Pois bem, mostrarem precisamente esse jantar não sendo horrível foi a maneira perfeita de encerrarem esta parte da história.

 

Eu dispensava a comparação com a Última Ceia, no entanto. A série nunca soube ser subtil.

 

 

O episódio, no entanto, não termina aqui. Antes disso, saltamos no tempo (Quinze anos? Vinte?) e vemos Henry em adulto. Este é visitado por uma menina chamada Lucy, que diz ser sua filha e que vem buscá-lo para que ajude a sua família – recorda-vos alguma coisa?

 

Este ano de Once Upon a Time deixou muito, mas mesmo muito a desejar.
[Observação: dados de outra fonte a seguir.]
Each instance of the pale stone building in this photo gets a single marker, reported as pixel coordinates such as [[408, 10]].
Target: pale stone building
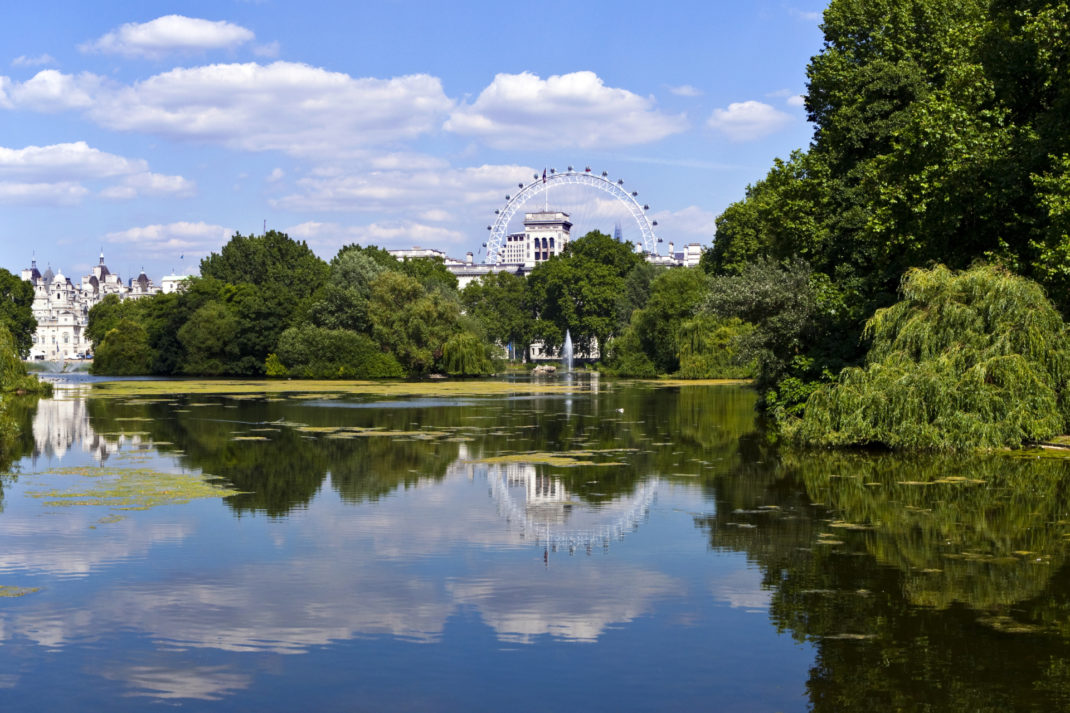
[[61, 307]]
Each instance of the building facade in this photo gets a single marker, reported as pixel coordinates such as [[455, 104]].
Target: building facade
[[61, 307]]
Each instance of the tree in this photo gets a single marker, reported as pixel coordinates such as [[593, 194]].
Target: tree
[[210, 340], [123, 351], [978, 359], [500, 303], [16, 313], [410, 321]]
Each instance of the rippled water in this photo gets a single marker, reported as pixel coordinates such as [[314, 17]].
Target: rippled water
[[623, 547]]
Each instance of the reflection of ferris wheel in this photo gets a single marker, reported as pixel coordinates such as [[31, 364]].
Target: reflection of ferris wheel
[[572, 194]]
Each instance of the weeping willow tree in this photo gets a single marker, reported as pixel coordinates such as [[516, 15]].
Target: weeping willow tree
[[974, 359]]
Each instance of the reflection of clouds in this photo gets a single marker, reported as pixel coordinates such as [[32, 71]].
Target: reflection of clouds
[[196, 682], [283, 608], [62, 546], [743, 589], [576, 603]]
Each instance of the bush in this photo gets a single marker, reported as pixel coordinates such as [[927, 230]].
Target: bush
[[315, 352], [124, 351], [977, 359]]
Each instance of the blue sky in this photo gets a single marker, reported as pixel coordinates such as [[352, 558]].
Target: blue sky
[[155, 130]]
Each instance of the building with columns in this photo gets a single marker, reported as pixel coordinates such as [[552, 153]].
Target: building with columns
[[61, 307]]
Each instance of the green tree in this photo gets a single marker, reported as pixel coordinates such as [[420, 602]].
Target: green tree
[[500, 303], [411, 322], [978, 359], [123, 351], [16, 313], [210, 340]]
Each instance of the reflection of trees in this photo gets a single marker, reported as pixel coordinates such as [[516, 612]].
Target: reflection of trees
[[934, 605], [16, 435]]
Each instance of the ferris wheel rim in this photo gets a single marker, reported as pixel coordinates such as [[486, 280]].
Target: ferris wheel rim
[[601, 182]]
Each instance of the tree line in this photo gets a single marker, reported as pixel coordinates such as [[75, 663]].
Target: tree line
[[266, 305]]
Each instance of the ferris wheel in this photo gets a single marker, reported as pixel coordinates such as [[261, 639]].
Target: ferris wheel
[[593, 201]]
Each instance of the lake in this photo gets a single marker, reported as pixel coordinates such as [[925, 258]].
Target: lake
[[563, 545]]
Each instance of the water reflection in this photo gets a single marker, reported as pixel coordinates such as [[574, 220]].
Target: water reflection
[[938, 583]]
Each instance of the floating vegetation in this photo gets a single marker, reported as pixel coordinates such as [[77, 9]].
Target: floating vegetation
[[134, 488], [17, 591]]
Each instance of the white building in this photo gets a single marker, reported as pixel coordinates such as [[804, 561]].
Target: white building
[[62, 307], [546, 233]]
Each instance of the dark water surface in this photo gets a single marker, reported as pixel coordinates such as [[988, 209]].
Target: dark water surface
[[623, 547]]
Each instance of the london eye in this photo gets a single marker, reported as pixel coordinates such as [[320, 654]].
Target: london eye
[[593, 200]]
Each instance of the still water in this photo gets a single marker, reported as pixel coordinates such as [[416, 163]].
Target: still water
[[620, 546]]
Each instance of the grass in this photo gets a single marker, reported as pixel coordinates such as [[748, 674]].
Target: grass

No entanto, tal como já aconteceu antes, o final bem conseguido ajuda a redimir, tanto a temporada como a própria série. Pelo menos em parte.

 

E talvez este reinício/salto no tempo ajude a disfarçar o desgaste. Não quero falar muito sobre a sétima temporada, até porque este texto já vai longo – mais longo do que tinha previsto. Recordo apenas que Rumple, Regina e Hook regressam, com novas identidades nesta nova Maldição. É uma premissa interessante – mas quero ver como irão justificar as ausências de Emma, dos Charmings e de todos os outros que saíram.

 

Estou disposta, assim, a dar o benefício da dúvida a OUaT – embora vá ter saudades de Emma e das suas interações com Henry, Regina e Hook. Não sei, no entanto, se voltarei a escrever sobre esta série. Na altura decidirei.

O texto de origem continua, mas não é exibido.